Breda O’Brien: Sex, alcohol and consent – what the research tells us
‘Consent, personal autonomy, and choice are the new holy trinity of modern mores’
‘Modern sexual mores are naive in a different way. The assumption is that sex can be just another recreational activity without any downside, so long as consent is present.’ Photograph: Getty Images
As the last exams of the Leaving Cert approach, parents begin to worry instead about the infamous sixth year holiday. It can be no comfort to read headlines declaring that 11 per cent of women students at third level believe that they have been sexually assaulted.
Recent research with students in Galway and Cork confirms there are significant issues with alcohol, and with sexual consent, in people who are in their late teens and early 20s.
Some of the findings merit greater discussion. For example, 22.5 per cent of women said they were comfortable with the idea of casual sexual intercourse – but 42.5 per cent said they believed women in general would have no difficulty with it. Only 18.6 per cent of women students said they were comfortable giving oral sex, but 36.1 per cent said they believed their peers had no problem engaging in it.

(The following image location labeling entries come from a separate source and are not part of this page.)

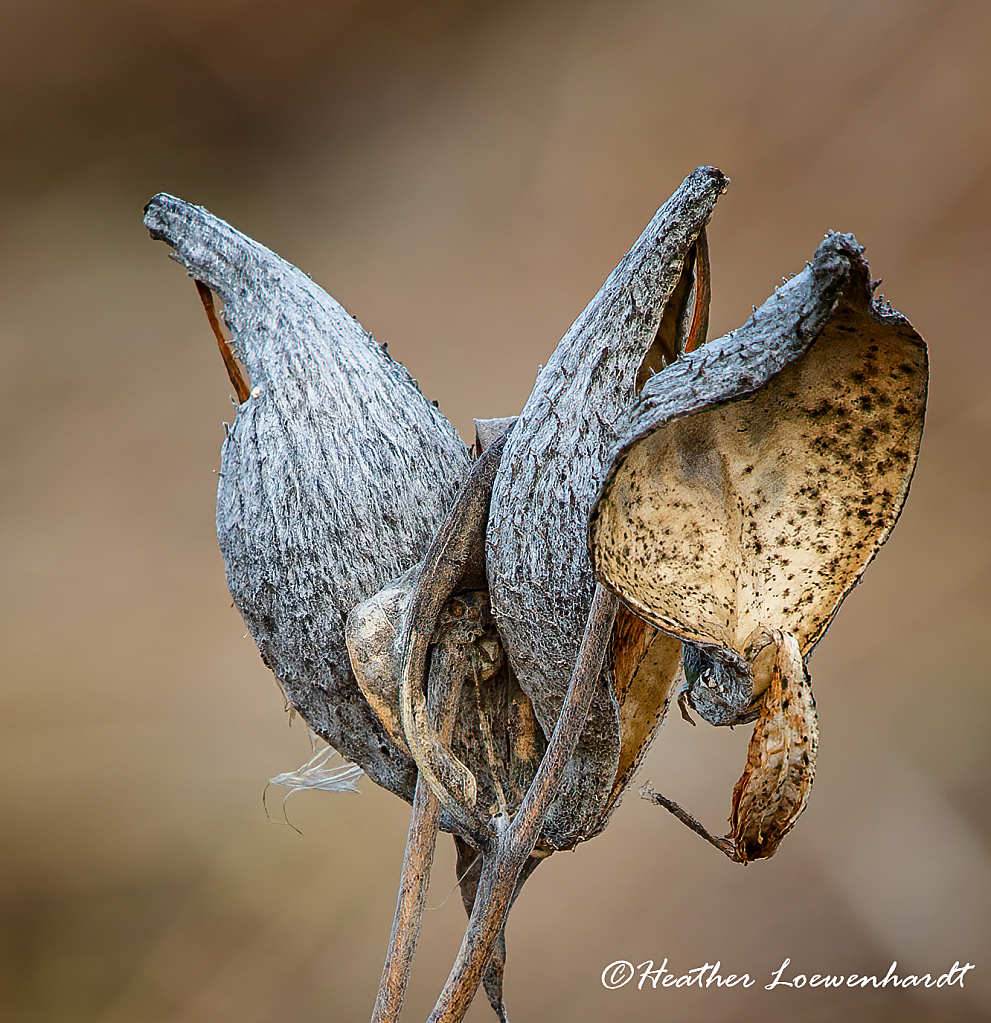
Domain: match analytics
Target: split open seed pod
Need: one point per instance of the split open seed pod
(759, 477)
(334, 476)
(652, 307)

Since the 1960s, it has been known that people do not always tell the truth to pollsters. A German pioneer in opinion polling, Elisabeth Noelle-Neumann, discovered that for elections, the most accurate results are obtained by asking something like this: Aside from your own opinion, who do you think is likely to win this election? (A poll which asked a similar question about the recent marriage referendum was uncannily accurate.)
So the higher figure may be more accurate – about 42 per cent of women may have no difficulty with casual sex.
Or the lower figure, 22 per cent, may be the one that most accurately reflects reality, because young women may be responding to what they perceive to be social norms, but which are instead simply wildly exaggerated claims.
Even at the higher figure, nearly three-fifths of young women are uncomfortable with sex outside the context of a romantic or committed relationship.
Clear gender differences
Kinsey Institute researcher Justin Garcia, who has published extensively in this area, attempts to explain the difference between men and women using evolutionary theory. With glorious academic understatement, Garcia says that “in humans, producing a viable offspring, from gestation through lactation, takes females longer than it takes males”. No kidding.
So evolutionary behaviour theorists believe that it made sense for males to be more promiscuous, while females are likely to be “choosy concerning their mates because they invest more in each offspring, and they stand to lose more if they make a poor reproductive choice”.
Other factors, such as higher levels of testosterone, may also account for men’s higher level of comfort with casual sex.
And yet, despite clear gender differences, only 53.2 per cent of men were comfortable with the idea of no strings attached sex, and the perceived norm for their gender was 58.3 per cent. A majority, certainly, but there is a significant minority who do not fit the stereotype.
US research has repeatedly shown that both young men and women aspire to committed romantic relationships. Why are we not talking about this?
Consent is obviously vital. Having sex when someone is incapable of true consent, or resorting to force or pressure is wrong and abusive.
But is consent enough? Consent, personal autonomy, and choice are the new holy trinity of modern mores. But they neglect bigger questions, such as whether having sex with someone you have just met is a good idea, even if you are sober enough to walk along a two by four suspended four feet above the ground.
It neglects completely the possibility that you might give consent and then regret it.
As cultural values around sexuality have changed, online and traditional media have amplified and exaggerated the changes, thereby reinforcing and accelerating the pace of change.
There is a story told of a Reverend Mother who used to patrol discos with two tennis rackets used to separate amorous couples with the admonition “Leave room for the Holy Spirit.”
That was over 30 years ago, and her efforts were doomed to failure even then. However, modern sexual mores are naive in a different way. The assumption is that sex can be just another recreational activity without any downside, so long as consent is present.
Consent should be a given. The workshops which have followed the NUI research and which encourage people to question assumptions about consent, willingness to engage in sexual activity in the first place, and the role alcohol plays are a welcome acknowledgment of the human complexities involved.
But given the impact of a tsunami of porn encountered early in life, our obsession with alcohol, and an unwillingness to present commitment as an ideal, it is only a beginning.